Ciekawy odcinek, dużo się działo. Carrie, Saul i Quinn w wyraźnej defensywie, wszystko idzie po myśl Dar Adala i jego sojuszników.
Najbardziej zaskoczyła mnie "zdrada" Javadiego, prezydent elekt dała się podpuścić i Carrie oraz Saul są w jej oczach spaleni.
Odcinek dobrze też pokazuje jak działa dobra propaganda i jak na kłamstwie można budować alternatywną rzeczywistość (oczernianie syna prezydent elekt).
Bardzo szkoda Astrid. Quinn z jednej strony okazał się idiotą, ale z drugiej jego obawy znów nie okazały się fobią chorego człowieka. Myślę, że teraz ostro weźmie się za siebie i będzie szukał zemsty na tym typku. Nie rozumiem tylko do końca czemu Adal postanowił pozbyć się Quinna i Astrid. No chyba, że to indywidualna decyzja zabójcy który zorientował się, że został nakryty gdy Quinn próbował go dopaść przed motelem (auto to samo więc pewnie zabezpieczył się i gościa którego Quinn zdzielił po głowie wysłał jako przynętę).

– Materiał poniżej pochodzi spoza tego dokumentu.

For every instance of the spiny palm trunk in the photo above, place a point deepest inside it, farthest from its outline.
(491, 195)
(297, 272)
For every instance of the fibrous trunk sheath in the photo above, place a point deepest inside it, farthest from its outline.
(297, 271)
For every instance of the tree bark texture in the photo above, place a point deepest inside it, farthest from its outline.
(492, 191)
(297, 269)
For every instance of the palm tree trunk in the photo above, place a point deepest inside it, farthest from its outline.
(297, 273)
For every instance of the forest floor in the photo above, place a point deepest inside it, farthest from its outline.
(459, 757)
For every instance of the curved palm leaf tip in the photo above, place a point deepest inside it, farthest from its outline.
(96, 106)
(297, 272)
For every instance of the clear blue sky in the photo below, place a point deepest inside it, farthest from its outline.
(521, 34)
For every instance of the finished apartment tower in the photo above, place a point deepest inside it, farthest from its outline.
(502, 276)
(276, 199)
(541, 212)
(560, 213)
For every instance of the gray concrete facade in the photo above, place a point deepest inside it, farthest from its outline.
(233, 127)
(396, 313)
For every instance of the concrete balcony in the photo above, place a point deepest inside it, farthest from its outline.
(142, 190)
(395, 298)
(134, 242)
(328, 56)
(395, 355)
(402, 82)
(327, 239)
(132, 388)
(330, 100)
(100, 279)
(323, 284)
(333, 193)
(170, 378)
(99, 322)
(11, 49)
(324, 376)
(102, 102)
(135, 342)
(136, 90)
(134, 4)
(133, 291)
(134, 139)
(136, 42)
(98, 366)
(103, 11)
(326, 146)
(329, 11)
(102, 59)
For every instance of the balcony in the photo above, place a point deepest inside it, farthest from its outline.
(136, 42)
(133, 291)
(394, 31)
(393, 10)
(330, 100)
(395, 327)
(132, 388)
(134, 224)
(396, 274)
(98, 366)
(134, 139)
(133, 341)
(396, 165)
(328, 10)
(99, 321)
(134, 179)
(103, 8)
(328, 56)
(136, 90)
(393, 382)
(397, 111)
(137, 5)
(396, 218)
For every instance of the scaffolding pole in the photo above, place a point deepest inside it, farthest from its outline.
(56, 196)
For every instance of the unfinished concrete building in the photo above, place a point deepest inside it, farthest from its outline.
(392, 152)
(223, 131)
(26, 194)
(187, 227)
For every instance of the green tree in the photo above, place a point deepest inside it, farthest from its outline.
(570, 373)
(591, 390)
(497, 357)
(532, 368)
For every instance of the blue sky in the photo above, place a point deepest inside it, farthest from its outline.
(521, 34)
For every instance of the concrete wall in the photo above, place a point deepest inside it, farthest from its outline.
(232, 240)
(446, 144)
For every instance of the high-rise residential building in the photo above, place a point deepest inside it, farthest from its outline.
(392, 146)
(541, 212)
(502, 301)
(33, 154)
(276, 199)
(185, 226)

Na chwilę obecną nie wiem jak "siły dobra" (tak umownie nazywam Carrie, Quinna, Saula i prezydent elekt) z tego wybrną. Wszystko przemawia przeciw nim - Prezydent zmanipulowana, a wkrótce i skompromitowana atakiem na syna, Saul osamotniony w CIA, Carrie bez zaufania pani prezydent, z odebrana córką i bliska załamania nerwowego, Quinn ranny i niepełnosprawny. Bardzo ciekawi mnie jak to się wszystko ostatecznie odwróci.